I was using Mistral 3.1 Small (24B), but it’s 17GB in size, and its accuracy averages 80-90%. I’m considering switching to a smaller model and fine-tuning it—this way, the size would decrease, and accuracy might improve after fine-tuning.
Please help me here. If I’m wrong in any way, feel free to suggest alternatives.
You're right in thinking about switching to a smaller model and fine-tuning it for your specific task. @okayatul
If your main goal is to extract hierarchical relationships and convert them into structured JSON, you might not need a 24B model. A smaller model (like 3B–7B) fine-tuned specifically on your type of org chart data (tasks) could actually perform better than a larger general-purpose model, especially if the domain is narrow or repetitive.
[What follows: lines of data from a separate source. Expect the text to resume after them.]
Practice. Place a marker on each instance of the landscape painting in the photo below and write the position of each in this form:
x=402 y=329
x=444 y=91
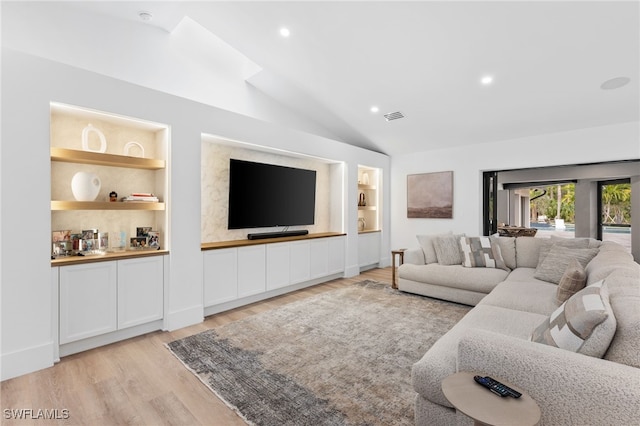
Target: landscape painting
x=430 y=195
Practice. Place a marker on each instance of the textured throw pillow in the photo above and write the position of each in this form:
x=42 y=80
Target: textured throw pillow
x=575 y=323
x=573 y=280
x=554 y=241
x=448 y=249
x=552 y=267
x=481 y=252
x=426 y=242
x=570 y=242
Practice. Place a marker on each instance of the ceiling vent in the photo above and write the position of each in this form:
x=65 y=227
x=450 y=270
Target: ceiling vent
x=393 y=115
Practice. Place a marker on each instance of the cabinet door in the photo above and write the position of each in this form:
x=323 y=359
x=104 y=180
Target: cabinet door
x=319 y=258
x=299 y=261
x=140 y=291
x=87 y=300
x=277 y=265
x=251 y=270
x=336 y=254
x=220 y=276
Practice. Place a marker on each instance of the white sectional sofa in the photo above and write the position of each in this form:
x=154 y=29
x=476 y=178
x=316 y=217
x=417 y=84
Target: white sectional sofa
x=591 y=379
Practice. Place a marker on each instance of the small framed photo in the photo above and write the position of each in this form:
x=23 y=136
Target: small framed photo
x=60 y=236
x=154 y=239
x=89 y=234
x=103 y=241
x=143 y=231
x=138 y=242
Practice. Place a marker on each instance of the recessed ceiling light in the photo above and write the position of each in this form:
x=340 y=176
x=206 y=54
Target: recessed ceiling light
x=615 y=83
x=145 y=16
x=284 y=32
x=486 y=80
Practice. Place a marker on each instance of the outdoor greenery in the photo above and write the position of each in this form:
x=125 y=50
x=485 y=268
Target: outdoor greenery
x=616 y=203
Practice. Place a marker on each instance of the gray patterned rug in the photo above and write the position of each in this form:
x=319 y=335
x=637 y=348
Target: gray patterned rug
x=343 y=357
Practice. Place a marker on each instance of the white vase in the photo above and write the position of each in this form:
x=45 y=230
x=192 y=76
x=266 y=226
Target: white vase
x=85 y=139
x=85 y=186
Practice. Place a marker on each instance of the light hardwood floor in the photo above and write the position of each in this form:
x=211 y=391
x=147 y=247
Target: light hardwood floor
x=137 y=381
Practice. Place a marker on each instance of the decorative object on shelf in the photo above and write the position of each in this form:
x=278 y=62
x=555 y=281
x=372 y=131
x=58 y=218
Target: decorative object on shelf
x=85 y=139
x=141 y=196
x=85 y=186
x=430 y=195
x=154 y=239
x=131 y=144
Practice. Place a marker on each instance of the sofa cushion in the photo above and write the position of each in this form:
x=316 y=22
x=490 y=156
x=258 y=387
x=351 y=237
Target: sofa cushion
x=441 y=359
x=575 y=323
x=481 y=280
x=481 y=252
x=426 y=243
x=533 y=296
x=624 y=346
x=573 y=280
x=448 y=249
x=606 y=262
x=553 y=266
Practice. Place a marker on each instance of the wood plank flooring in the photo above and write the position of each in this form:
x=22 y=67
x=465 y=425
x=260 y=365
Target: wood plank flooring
x=137 y=381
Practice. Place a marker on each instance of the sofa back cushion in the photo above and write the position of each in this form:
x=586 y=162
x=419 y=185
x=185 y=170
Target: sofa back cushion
x=448 y=249
x=528 y=250
x=585 y=323
x=553 y=265
x=608 y=260
x=508 y=250
x=481 y=252
x=573 y=280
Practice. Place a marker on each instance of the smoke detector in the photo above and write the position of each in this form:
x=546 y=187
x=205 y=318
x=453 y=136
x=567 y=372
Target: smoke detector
x=393 y=116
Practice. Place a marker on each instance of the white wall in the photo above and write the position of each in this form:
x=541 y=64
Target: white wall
x=29 y=84
x=189 y=61
x=597 y=144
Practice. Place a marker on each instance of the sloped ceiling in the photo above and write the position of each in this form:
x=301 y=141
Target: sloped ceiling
x=425 y=59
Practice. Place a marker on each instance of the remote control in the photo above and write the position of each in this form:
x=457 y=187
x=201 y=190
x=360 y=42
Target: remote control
x=497 y=387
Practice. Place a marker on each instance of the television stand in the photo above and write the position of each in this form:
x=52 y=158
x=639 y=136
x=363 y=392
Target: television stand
x=281 y=234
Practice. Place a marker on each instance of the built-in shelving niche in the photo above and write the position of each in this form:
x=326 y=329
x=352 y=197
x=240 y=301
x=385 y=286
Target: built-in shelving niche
x=135 y=160
x=369 y=199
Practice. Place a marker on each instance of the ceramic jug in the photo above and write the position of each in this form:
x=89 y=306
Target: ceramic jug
x=85 y=186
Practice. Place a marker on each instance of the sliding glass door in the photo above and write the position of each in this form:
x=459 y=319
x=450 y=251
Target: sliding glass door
x=614 y=206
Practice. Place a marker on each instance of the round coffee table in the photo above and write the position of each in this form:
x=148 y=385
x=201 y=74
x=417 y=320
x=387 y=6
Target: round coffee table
x=485 y=407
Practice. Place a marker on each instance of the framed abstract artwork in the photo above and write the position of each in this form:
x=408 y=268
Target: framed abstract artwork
x=430 y=195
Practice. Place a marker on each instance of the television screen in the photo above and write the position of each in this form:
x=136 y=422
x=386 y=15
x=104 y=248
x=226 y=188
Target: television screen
x=264 y=195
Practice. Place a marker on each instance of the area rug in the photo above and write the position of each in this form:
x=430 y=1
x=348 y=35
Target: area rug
x=342 y=357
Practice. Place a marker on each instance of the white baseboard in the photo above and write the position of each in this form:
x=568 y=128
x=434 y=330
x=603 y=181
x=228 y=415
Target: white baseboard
x=26 y=361
x=184 y=318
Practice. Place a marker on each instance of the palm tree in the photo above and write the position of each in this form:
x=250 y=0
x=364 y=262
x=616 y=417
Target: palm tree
x=616 y=199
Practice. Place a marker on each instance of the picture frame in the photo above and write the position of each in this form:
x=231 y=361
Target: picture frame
x=430 y=195
x=143 y=231
x=138 y=242
x=154 y=239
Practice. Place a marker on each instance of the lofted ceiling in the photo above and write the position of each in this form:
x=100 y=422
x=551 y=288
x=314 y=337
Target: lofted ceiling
x=425 y=59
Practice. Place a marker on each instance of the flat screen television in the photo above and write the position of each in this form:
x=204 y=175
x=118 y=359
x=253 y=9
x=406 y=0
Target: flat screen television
x=266 y=195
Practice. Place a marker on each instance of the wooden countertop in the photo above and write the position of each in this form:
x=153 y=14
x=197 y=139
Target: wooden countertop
x=118 y=255
x=242 y=243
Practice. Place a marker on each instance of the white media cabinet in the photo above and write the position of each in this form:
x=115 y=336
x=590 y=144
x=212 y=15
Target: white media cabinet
x=240 y=272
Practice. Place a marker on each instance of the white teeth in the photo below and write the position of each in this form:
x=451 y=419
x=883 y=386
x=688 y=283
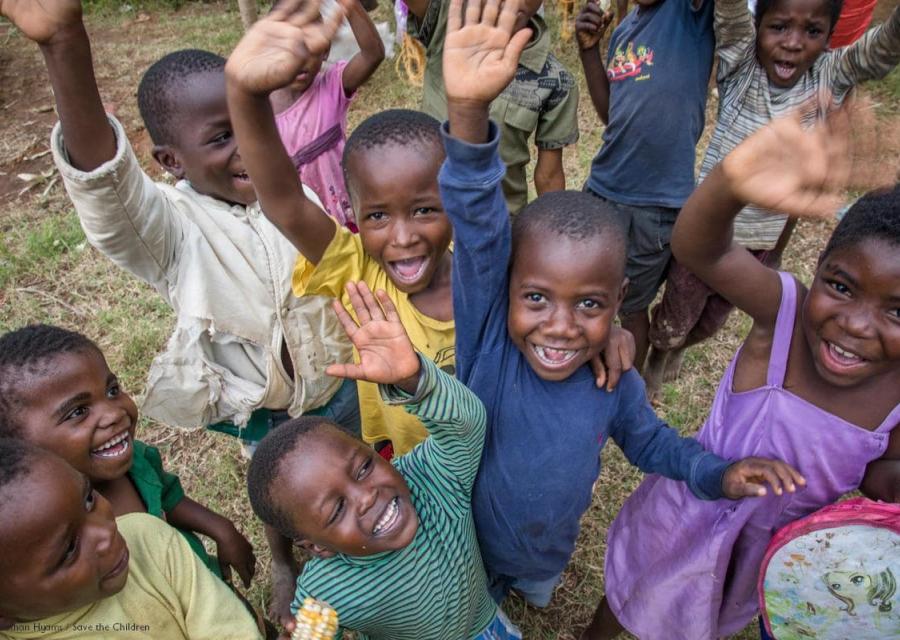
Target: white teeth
x=102 y=451
x=545 y=353
x=388 y=518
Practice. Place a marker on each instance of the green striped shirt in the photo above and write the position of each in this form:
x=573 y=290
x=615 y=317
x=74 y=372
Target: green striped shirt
x=435 y=588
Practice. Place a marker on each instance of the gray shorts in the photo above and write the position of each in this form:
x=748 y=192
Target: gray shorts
x=649 y=251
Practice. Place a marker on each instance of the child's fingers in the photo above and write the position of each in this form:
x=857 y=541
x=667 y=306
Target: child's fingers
x=490 y=12
x=354 y=292
x=349 y=370
x=372 y=306
x=390 y=311
x=350 y=326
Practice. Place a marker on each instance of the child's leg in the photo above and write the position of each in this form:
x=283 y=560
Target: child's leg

Try using Qwen2-VL or Qwen2.5-VL (e.g., Nanonets, Monkey OCR, etc.). Test them all and find the one that best suits your needs.
Thanks for the reply. However, the issue here is with the dataset—this type of data, specifically organizational charts, isn't available anywhere as far as I can see. So, please guide me on what to do and how to proceed.
Secondly, I have also tried the OCR tools you mentioned, but they didn't return any results when I provided an org chart as input.